Intracellular ROS serves a major role in the development of Ang II-induced cellular senescence (23), which can be alleviated by the specific ROS scavenger NAC in VSMCs (8). A ROS assay kit was used to investigate whether celastrol attenuated the Ang II-induced ROS activity in VSMCs. Treatment with celastrol alone had little effect on basal ROS generation, similar to that of the DMSO control (Fig. 1D). ROS production was increased in the Ang II-treated group and this was significantly decreased in the celastrol-pretreated group, although such inhibitory efficacy was less potent compared with cells treated with NAC (Fig. 1D). These results suggested that the effects of celastrol on cellular senescence in VSMCs are potentially mediated through the inhibition of ROS production.

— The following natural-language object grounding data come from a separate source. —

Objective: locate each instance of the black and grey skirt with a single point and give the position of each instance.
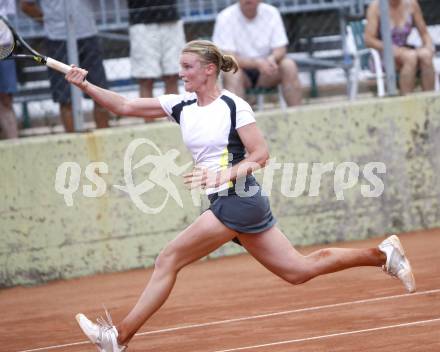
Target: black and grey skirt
(245, 211)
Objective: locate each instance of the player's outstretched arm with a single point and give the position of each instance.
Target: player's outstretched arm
(140, 107)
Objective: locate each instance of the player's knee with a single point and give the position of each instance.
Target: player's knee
(166, 261)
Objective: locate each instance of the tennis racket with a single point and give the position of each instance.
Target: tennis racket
(10, 41)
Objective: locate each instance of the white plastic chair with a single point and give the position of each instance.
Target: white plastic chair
(361, 64)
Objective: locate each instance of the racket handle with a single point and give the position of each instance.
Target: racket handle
(58, 66)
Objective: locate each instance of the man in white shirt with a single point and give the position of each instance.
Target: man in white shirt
(90, 52)
(254, 33)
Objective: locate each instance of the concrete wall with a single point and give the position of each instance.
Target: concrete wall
(43, 239)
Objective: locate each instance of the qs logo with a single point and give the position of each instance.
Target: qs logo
(68, 177)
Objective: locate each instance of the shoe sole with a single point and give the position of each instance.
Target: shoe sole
(408, 276)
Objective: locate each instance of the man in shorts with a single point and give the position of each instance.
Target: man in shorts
(254, 33)
(89, 51)
(8, 85)
(156, 39)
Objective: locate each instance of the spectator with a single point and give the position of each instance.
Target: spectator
(156, 39)
(404, 15)
(89, 51)
(254, 33)
(8, 85)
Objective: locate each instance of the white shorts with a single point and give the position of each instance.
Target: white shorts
(155, 49)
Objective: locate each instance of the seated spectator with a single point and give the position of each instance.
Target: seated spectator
(254, 33)
(404, 15)
(8, 85)
(89, 51)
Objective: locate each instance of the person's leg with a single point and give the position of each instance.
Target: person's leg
(273, 250)
(91, 58)
(8, 121)
(101, 116)
(146, 91)
(406, 63)
(205, 235)
(425, 57)
(145, 87)
(290, 83)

Immunofluorescence assay demonstrated that the level of total LC3 was significantly increased in the celastrol-pretreated group compared with the control group (Fig. 2A). Western blot assay further demonstrated that compared with the DMSO control, the protein expression level of LC3 II was increased in the celastrol-treated group, which could be further increased by bafilomycin A1, or decreased by 3Ma (Fig. 2B). Furthermore, the p62 protein level was decreased in the celastrol-treated group, and treatment with the two autophagy inhibitors reduced these effects (Fig. 2B). Ang II stimulation significantly increased cellular ROS levels in VSMCs, and celastrol reduced the Ang II-stimulated ROS levels, similar to the effects of the positive control rapamycin; however, pretreating with the autophagy inhibitor 3Ma reversed the effect of celastrol (Fig. 2C), suggesting that celastrol at least partially inhibits intracellular ROS by activating autophagy in VSMCs.

To further confirm whether celastrol-induced autophagy can reduce the Ang II-induced senescence of VSMCs, senescence β-galactosidase staining and western blot analysis were performed. The results demonstrated that, just like in the autophagy inducer rapamycin-pretreated group, the SA-β-gal positive cell counts were significantly decreased in the celastrol-pretreated group, which was reversed by the autophagy inhibitors 3Ma and Baf A1 (Fig. 3A). Western blot assay further demonstrated that the autophagy inhibitor 3Ma largely abolished the effects of celastrol on p53 and p21 expression (Fig. 3B).

The present study then assessed tested whether celastrol could suppress the PI3K/Akt/mTOR signaling pathway. The results demonstrated that, compared with the control group, the phosphorylation levels of PI3K, Akt, mTOR and p70S6K in the celastrol group were downregulated (Fig. 4), indicating that celastrol treatment suppressed the PI3K/Akt/mTOR signaling pathway.